Eso es verdad, y no estamos diciendo que un robot suficientemente complejo tenga que estar necesariamente “consciente” de sus acciones o de sus propios “pensamientos” para experimentar este “libre albedrío”. Lo que sí se sugiere, sin embargo, es que la “consciencia” como la experimentamos los humanos puede ser también explicada como una de las partes más desarrolladas de nuestro propio proceso de “deliberar y tomar decisiones” en la que no sólo manipulamos y procesamos información recibida del exterior, sino que podemos también reflexionar y realizar una introspección sobre algunos de estos procesos ocurriendo dentro de nuestro mismo ser.

Esta consciencia, al igual que el libre albedrío, se puede explicar como una propiedad más que emerge en nuestro “centro de toma de decisiones”, el cerebro, a partir de un proceso de evolución natural. Todo esto, de nuevo, sin depender de que el universo sea o no determinista, y sin requerir de ningún ingrediente “mágico” o “metafísico” para explicar el origen de nuestra consciencia.

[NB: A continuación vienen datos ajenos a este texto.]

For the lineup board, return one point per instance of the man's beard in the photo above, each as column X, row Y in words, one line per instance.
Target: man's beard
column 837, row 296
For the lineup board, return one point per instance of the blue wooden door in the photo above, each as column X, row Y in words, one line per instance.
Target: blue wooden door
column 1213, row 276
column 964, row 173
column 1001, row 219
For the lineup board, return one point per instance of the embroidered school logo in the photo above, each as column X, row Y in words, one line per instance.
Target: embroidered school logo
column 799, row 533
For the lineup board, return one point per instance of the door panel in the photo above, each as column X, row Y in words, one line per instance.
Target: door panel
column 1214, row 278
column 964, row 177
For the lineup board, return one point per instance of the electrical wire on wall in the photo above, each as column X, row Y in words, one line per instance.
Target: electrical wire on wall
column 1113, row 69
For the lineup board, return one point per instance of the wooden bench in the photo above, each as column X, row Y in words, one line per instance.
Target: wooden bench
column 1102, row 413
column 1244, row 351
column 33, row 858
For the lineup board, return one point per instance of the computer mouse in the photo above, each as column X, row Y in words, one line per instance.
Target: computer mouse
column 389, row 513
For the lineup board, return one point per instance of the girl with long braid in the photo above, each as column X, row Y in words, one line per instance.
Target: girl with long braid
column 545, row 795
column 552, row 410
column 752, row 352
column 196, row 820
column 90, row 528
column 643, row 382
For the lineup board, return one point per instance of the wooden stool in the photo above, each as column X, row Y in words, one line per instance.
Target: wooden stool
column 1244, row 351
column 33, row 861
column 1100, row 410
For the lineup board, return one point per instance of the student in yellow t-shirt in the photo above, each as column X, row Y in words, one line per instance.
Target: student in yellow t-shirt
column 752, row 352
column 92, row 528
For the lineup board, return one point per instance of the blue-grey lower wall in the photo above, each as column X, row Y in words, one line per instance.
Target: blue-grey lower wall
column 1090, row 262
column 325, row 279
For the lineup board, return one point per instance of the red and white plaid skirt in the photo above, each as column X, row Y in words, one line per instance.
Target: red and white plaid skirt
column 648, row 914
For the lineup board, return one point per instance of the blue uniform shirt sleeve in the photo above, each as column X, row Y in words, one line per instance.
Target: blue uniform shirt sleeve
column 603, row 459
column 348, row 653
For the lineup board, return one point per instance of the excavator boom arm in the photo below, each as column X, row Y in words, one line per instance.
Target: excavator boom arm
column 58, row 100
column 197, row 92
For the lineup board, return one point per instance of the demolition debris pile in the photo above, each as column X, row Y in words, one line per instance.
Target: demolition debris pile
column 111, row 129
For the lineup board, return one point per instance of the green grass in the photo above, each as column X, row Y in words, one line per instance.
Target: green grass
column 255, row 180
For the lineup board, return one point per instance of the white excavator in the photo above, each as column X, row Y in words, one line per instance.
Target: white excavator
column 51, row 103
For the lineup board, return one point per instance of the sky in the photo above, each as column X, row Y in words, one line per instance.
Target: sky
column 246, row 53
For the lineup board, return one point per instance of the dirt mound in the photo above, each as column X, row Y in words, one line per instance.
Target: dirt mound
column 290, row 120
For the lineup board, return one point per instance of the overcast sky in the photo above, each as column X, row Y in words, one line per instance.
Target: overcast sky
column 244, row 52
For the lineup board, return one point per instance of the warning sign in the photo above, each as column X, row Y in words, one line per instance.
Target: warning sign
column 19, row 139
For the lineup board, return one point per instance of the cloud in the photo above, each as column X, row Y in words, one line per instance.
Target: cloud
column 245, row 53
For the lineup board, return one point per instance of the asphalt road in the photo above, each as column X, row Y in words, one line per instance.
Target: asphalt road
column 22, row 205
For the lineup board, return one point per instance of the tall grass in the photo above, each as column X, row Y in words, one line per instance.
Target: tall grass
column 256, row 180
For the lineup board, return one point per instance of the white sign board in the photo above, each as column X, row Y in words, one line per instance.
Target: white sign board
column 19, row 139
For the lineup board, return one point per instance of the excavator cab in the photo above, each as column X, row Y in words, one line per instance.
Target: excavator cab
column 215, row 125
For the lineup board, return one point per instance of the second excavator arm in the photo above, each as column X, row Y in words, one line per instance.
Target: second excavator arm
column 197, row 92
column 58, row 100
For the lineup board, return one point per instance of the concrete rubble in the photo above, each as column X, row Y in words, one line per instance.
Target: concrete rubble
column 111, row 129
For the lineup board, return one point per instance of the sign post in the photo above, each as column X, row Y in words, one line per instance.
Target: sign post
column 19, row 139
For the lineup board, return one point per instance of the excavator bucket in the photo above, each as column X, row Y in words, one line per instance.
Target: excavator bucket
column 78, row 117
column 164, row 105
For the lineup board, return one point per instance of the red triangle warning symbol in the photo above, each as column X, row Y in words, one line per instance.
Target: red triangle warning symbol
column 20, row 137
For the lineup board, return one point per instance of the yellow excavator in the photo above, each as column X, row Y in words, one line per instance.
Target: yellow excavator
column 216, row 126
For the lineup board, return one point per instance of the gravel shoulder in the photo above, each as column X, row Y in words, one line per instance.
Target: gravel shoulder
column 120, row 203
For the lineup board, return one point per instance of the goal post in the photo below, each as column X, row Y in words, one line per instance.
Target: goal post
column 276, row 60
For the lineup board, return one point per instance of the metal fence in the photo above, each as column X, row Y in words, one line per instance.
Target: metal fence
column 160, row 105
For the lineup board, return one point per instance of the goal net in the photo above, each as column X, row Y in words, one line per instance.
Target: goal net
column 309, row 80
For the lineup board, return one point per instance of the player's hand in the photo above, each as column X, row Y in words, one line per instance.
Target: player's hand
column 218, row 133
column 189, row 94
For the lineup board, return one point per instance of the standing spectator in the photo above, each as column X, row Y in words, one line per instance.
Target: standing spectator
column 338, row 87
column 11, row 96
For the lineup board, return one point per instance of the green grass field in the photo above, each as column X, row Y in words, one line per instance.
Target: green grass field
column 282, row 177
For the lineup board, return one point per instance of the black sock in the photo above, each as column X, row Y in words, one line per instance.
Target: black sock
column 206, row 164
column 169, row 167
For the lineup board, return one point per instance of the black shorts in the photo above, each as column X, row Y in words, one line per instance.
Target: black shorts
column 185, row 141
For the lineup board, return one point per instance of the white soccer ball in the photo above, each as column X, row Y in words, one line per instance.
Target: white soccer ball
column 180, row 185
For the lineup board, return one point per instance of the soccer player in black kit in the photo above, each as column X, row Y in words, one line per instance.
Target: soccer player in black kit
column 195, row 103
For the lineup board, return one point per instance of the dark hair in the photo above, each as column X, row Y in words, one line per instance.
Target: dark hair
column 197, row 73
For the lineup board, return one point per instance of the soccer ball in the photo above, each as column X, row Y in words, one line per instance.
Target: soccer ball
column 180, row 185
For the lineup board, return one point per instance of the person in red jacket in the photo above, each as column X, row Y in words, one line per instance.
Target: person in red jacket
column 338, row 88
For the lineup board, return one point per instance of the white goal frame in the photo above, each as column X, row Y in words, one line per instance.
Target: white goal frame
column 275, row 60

Y, ¿entonces? ¿Cárcel para mi tostadora por haber quemado el pan?

En efecto, el siguiente problema es cómo definir la responsabilidad que tiene un agente sobre sus actos y las consecuencias de estos. Tal como se mencionó, la propuesta de Dennett sugiere una serie de “grados de libre albedrío” que van de acuerdo a la complejidad involucrada en la toma de decisiones. Del mismo modo, podemos definir diferentes grados de responsabilidad que un agente tiene sobre sus actos de manera proporcional al grado de libre albedrío del que goza. Así, la responsabilidad que tiene la tostadora por haber quemado el pan, aunque existe, es mucho más pequeña que tu responsabilidad por no haberla detenido a tiempo o no haberla programado correctamente.

Al aplicar este modelo en la vida real, por supuesto, nos vamos a encontrar con muchas complicaciones y casos especiales. Sin embargo, lo interesante es que estas ideas comienzan a ser lo suficientemente robustas como para fundamentar en ellas muchas de nuestras intuiciones sobre las responsabilidades que tienen las personas después de haber ocurrido algún hecho en particular.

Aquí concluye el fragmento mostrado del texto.